Physicists at the University of Amsterdam introduced a pretty cool piece of Christmas decoration: a miniature 3D printed Christmas tree, just 8 centimeters tall, made of ice, without any refrigeration equipment or other freezing technology, and at minimal cost. According to a preprint posted on physics arXiv, the secret is evaporative cooling.
Evaporative cooling is a well-known phenomenon; Mammals use it to regulate body temperature. You can see this in your morning cup of hot coffee: hot atoms rise to the top of the magnetic trap and “jump out” as steam. It also plays a role (along with shock wave dynamics and various other factors) in the formation of “wine tears”. This is an important step in creating a Bose–Einstein condensate.
And evaporative cooling is also the main culprit behind the infamous “stall” that often plagues BBQ pit masters eager to make a successful pork butt. Meat sweats as it cooks, removing moisture from within, and that moisture evaporates and cools the meat, effectively dissipating the heat of the BBQ. This is why a growing number of competitive pit masters wrap their meat in tinfoil after the first few hours (usually when the internal temperature reaches 170). F).

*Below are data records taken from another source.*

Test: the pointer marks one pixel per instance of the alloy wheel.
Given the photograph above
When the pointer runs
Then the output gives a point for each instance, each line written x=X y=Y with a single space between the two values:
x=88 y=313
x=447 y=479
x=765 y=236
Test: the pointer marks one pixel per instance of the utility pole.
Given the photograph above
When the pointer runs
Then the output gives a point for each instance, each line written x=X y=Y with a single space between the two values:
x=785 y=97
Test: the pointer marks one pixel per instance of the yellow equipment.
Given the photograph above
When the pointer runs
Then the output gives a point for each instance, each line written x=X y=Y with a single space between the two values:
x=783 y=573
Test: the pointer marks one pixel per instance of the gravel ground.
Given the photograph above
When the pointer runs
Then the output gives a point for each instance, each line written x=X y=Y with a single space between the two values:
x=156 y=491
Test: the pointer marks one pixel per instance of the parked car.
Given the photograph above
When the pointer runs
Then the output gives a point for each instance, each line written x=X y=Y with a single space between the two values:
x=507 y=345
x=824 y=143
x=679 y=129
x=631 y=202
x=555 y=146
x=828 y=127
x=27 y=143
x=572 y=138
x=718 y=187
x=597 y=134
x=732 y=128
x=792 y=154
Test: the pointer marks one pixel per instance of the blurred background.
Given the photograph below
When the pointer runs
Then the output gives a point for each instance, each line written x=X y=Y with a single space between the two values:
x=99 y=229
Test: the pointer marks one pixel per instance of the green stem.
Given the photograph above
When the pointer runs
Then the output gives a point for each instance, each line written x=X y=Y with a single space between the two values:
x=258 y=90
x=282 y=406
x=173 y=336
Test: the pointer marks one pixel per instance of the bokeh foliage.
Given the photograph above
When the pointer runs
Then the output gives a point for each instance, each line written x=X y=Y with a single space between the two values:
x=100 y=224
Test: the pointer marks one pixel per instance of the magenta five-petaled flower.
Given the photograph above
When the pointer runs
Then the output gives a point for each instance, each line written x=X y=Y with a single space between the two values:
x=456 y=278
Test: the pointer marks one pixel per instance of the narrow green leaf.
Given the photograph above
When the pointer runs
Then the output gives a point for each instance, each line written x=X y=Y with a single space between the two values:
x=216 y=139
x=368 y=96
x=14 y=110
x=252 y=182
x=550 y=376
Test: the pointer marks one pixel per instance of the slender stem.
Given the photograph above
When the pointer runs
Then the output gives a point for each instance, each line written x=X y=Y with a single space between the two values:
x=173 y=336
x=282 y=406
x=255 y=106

Ice-printing methods typically rely on cryogenics or cold substrates. According to the authors, this is the first time that evaporative cooling principles have been applied to 3D printing. The trick was to place the 3D printing inside a vacuum chamber using a jet nozzle as the printing head – something they suddenly discovered when they were trying to get rid of the drag of air by spraying water into the vacuum chamber. “The printer’s speed control directs the water jet from layer to layer, creating the geometry on demand,” the authors write in a blog post for Nature.